Mercurial has a great Eclipse plugin though.

Git is slow on windows (see the GStreamer mail discussion referenced below, or the benchmarks).

Pain points about Mercurial, or pro-Git
Linus says they have the same design, but Git does it better.

hgEclipse Synchronize view is useless to commit from! Have to refresh a lot. (performance is supposedly fixed in the recent version of the plugin around the end of May 2010).

The Mercurial documentation actually points out the differences in a pretty fair and honest way:
http://mercurial.selenic.com/wiki/GitConcepts

Git has longer time in the field than Mercurial.

Git is written in C, while hg is written in python. Which is faster? :P

Git "has more legs". It's easier to do something fancy with using a couple of different git-commands, than to start coding Python.

Some performance benchmarks here: https://git.wiki.kernel.org/index.php/GitBenchmarks

In Git, you can modify previous commits (ammend).. You can do this with hg too, but you need to understand queues, and enable a plugin..

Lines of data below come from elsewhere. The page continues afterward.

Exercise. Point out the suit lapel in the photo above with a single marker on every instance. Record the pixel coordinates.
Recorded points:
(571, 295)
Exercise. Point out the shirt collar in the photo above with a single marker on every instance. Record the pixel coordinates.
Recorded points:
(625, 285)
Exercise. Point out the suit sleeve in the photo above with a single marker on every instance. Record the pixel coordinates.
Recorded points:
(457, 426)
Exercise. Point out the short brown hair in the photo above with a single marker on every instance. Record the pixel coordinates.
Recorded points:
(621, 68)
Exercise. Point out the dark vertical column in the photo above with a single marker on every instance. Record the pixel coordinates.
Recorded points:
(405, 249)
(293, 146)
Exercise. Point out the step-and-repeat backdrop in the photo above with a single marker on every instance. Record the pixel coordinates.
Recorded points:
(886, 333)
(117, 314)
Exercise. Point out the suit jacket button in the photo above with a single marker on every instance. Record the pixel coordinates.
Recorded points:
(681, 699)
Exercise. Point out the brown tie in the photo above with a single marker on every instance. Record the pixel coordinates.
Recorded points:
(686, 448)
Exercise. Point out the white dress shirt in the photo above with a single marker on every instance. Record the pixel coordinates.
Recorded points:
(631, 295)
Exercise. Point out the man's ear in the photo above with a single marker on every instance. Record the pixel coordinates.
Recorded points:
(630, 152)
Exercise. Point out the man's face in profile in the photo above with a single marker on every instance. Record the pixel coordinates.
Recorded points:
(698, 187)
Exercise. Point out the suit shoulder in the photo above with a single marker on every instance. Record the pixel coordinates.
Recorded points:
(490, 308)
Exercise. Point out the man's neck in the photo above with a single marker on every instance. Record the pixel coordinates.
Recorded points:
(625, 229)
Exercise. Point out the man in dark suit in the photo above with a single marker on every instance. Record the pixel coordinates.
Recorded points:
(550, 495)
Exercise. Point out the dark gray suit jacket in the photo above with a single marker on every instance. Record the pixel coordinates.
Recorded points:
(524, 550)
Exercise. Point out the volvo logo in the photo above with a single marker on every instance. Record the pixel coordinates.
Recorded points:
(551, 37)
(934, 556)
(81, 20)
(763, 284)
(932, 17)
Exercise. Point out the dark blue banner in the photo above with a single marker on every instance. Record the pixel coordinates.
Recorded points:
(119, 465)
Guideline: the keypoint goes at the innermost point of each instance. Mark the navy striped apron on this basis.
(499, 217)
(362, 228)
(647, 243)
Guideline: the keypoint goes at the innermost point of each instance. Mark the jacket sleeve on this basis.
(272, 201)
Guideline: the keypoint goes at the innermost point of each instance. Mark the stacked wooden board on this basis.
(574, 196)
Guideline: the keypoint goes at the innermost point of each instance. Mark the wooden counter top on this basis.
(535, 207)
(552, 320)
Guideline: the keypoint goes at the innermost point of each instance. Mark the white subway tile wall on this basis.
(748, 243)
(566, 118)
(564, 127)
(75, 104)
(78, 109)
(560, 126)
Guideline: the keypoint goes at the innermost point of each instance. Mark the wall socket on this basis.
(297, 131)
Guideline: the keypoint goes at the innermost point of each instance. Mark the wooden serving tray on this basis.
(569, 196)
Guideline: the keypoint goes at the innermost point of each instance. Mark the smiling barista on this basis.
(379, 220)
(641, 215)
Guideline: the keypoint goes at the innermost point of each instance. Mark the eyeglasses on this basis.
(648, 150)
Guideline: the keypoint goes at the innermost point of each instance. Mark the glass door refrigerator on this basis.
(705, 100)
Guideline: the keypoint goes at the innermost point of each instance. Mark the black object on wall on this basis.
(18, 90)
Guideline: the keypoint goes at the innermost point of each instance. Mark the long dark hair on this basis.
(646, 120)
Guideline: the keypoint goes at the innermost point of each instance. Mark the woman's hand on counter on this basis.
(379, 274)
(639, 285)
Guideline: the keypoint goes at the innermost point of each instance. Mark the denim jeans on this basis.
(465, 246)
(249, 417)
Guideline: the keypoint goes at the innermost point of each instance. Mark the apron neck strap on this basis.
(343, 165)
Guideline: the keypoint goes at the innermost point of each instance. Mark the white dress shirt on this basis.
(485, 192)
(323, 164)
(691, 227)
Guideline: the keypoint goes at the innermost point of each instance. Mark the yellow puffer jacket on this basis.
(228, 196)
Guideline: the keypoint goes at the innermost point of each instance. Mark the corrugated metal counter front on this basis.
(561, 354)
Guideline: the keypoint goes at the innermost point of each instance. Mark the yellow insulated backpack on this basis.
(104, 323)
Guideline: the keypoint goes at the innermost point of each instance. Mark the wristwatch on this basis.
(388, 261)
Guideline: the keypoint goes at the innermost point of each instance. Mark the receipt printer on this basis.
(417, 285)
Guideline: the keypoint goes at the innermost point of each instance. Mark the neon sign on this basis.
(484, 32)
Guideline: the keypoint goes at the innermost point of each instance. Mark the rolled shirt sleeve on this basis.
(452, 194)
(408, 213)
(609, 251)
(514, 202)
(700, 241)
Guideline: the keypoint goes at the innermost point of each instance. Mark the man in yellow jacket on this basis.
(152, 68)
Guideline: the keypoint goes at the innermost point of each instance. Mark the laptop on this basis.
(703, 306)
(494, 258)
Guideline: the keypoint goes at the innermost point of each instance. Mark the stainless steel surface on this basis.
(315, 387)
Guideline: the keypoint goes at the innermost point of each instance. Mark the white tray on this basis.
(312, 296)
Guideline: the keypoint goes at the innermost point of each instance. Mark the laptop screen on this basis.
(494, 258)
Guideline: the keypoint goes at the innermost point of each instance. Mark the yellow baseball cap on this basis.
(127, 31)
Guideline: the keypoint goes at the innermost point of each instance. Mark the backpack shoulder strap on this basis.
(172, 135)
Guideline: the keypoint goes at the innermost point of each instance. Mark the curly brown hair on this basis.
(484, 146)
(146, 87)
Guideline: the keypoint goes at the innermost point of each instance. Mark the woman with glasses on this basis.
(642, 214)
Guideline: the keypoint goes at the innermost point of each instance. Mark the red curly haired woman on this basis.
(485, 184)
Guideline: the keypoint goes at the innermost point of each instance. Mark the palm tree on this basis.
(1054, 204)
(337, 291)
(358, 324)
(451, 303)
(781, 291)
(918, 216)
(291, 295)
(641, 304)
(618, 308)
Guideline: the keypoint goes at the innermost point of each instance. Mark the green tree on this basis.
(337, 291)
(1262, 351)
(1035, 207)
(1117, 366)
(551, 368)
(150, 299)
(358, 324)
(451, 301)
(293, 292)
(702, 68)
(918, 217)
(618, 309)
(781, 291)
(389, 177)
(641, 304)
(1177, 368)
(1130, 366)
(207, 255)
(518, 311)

Pain point about Mercurial: Everytime you want to do something fancy, you have to enable a plugin (not just you, but every developer will have to do this on their machine).

Resources
Comparing Git and Mercurial:
Conclusion
If you read this far, here's the bottom line: Git and Mercurial have been around for five years now, and are ready for the mainstream. Going distributed will shake up and change your whole way of dealing with iterations, releasing, testing and developing (for the better). Start understanding them now, and start using them for your internal code.

I might repeat the core message of this in a future blog post, but for now, please read Joel Spolsky's reasoning in his Mercurial how-to.

Disclaimer: These notes were lashed together creating an internal presentation. I cannot vouch for their correctness. Please double-check the facts before going into an argument armed with anything from this post. Sorry that I haven't done proper source-referral.